Temiendo por su vida y cordura, su madre lo envió a un doctor en la capital. Pero fue en vano. Se pusó pálido y delgado. No podía comer ni dormir. Finalmente, desesperada, tomó el consejo de su cocinera y mandó al muchacho a la Bruja que vivía en las montañas al norte del pueblo.
“Te voy a contar un secreto,”–dijo la vieja. “No puedes seguir a tu amor al lugar donde ahora vive. El camino que tus pies siguen da al infierno. Aquel que se quita su propia vida nunca encontrará a su amada en el cielo.”
“Entonces dime lo que tengo que hacer,”–lloró. “No puedo vivir sin ella.”
“Solo hay una forma de verla mientras todavía vistes carne humana… y solo por una noche cada año. En el Día de los Muertos, si ella te ama como tú la has amado, ella vendrá a ti en la noche. Cuando las velas estén encendidas y la luna se haya levantado, sostén este amuleto en tu mano derecha y dí estas palabras…”
“Cariño, mi alma, mi corazón… escúchame llamar tu nombre. Magdalena, mi amor, espero por ti en la oscuridad.”
Y fue así que el muchacho sintió la sangre correr por sus venas otra vez. Sus ojos brillaron y vio los rayos del sol y las nubes yéndose a la deriva por el cielo. Su madre se lleno de alegría y pregunto qué había sucedido. Pero cuando le dijo, se disgustó con aprensión.
“¿Qué estás pensando mijito? Los vivos no pueden tratar con los muertos. ¡Madre de Dios! Te he criado dentro de la iglesia católica y esta mujer te ha embrujado. ¡Te lo prohíbo! ¡Me has oído, te lo prohíbo!”
El verano se convirtió en otoño y las hojas de los álamos en el bosque se volvieron doradas, para después caer sin vida en el río. Todos los inditos, los mestizos prepararon las tumbas de sus abuelos, otros de sus madres y padres, hermanas y hermanos- aquellos a quien habían querido bien y que los habían querido también.
Barrían el cementerio y cubrían las lápidas con caléndulas. Traían calacas de azúcar, pan dulce y velas. Y se sentaban cerca de las tumbas y comían y bebían mientras platicaban de aquellos que ya habían vivido- historias que traían sonrisas y risas, y a veces lágrimas.
Pero el joven estaba trancado en su cuarto en la hacienda de su padre, maldiciendo las paredes silenciosas que lo separaban de su amada. Sus gritos eran tan angustiados que finalmente su padre cedió, y teniendo piedad del muchacho, lo dejó en libertad contra la voluntad de su madre.

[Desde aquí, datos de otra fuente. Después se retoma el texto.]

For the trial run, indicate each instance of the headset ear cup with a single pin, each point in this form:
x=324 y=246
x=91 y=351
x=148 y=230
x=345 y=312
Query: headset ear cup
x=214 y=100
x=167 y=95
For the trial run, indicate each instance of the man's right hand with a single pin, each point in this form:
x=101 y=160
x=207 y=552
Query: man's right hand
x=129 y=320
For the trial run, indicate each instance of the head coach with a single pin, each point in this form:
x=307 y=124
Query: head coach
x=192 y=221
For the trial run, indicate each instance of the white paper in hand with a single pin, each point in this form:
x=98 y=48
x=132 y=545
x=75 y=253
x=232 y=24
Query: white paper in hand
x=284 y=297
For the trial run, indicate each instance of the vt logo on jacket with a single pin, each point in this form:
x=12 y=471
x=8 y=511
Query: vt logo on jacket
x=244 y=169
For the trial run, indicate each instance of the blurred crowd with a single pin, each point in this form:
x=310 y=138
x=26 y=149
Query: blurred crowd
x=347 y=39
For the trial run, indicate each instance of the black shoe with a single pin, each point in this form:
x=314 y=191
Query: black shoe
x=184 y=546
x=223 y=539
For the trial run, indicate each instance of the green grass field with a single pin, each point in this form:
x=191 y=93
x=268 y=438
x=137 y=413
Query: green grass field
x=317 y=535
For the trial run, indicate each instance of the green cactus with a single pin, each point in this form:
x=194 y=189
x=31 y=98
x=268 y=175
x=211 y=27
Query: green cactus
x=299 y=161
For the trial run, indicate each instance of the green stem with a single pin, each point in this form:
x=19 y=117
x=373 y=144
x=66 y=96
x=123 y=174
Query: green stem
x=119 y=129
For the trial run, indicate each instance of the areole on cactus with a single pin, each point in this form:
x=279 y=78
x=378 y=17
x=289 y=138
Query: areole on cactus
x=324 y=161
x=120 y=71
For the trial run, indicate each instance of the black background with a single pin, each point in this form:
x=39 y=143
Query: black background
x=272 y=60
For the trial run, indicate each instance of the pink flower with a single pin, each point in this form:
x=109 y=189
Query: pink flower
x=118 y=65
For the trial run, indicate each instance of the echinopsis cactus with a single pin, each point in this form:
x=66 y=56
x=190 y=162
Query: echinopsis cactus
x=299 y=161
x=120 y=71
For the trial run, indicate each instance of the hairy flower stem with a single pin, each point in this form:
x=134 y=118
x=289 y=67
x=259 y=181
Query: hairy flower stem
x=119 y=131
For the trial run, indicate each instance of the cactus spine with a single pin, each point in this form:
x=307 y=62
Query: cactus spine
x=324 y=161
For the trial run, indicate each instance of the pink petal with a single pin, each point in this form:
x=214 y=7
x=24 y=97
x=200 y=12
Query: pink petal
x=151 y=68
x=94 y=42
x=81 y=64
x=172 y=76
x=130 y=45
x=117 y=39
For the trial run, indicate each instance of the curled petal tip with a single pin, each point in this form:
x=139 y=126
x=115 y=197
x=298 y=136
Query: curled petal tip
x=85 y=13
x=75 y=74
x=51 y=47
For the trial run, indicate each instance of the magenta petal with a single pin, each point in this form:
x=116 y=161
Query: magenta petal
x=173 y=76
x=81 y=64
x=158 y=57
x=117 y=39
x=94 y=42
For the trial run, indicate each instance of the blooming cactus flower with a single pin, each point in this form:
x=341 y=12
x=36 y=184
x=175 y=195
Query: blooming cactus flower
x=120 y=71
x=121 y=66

La luna apenas se había levantado cuando Jesús llegó a su tumba. Se dio cuenta de que sus padres le habían dejado flores y encendió de nuevo las velas. Entonces, tirándose, postrándose en la tierra, susurró. "Cariño ... mi alma ... mi corazón ... escúchame llamar tu nombre. Magdalena, mi amor, espero por ti en la escuridad."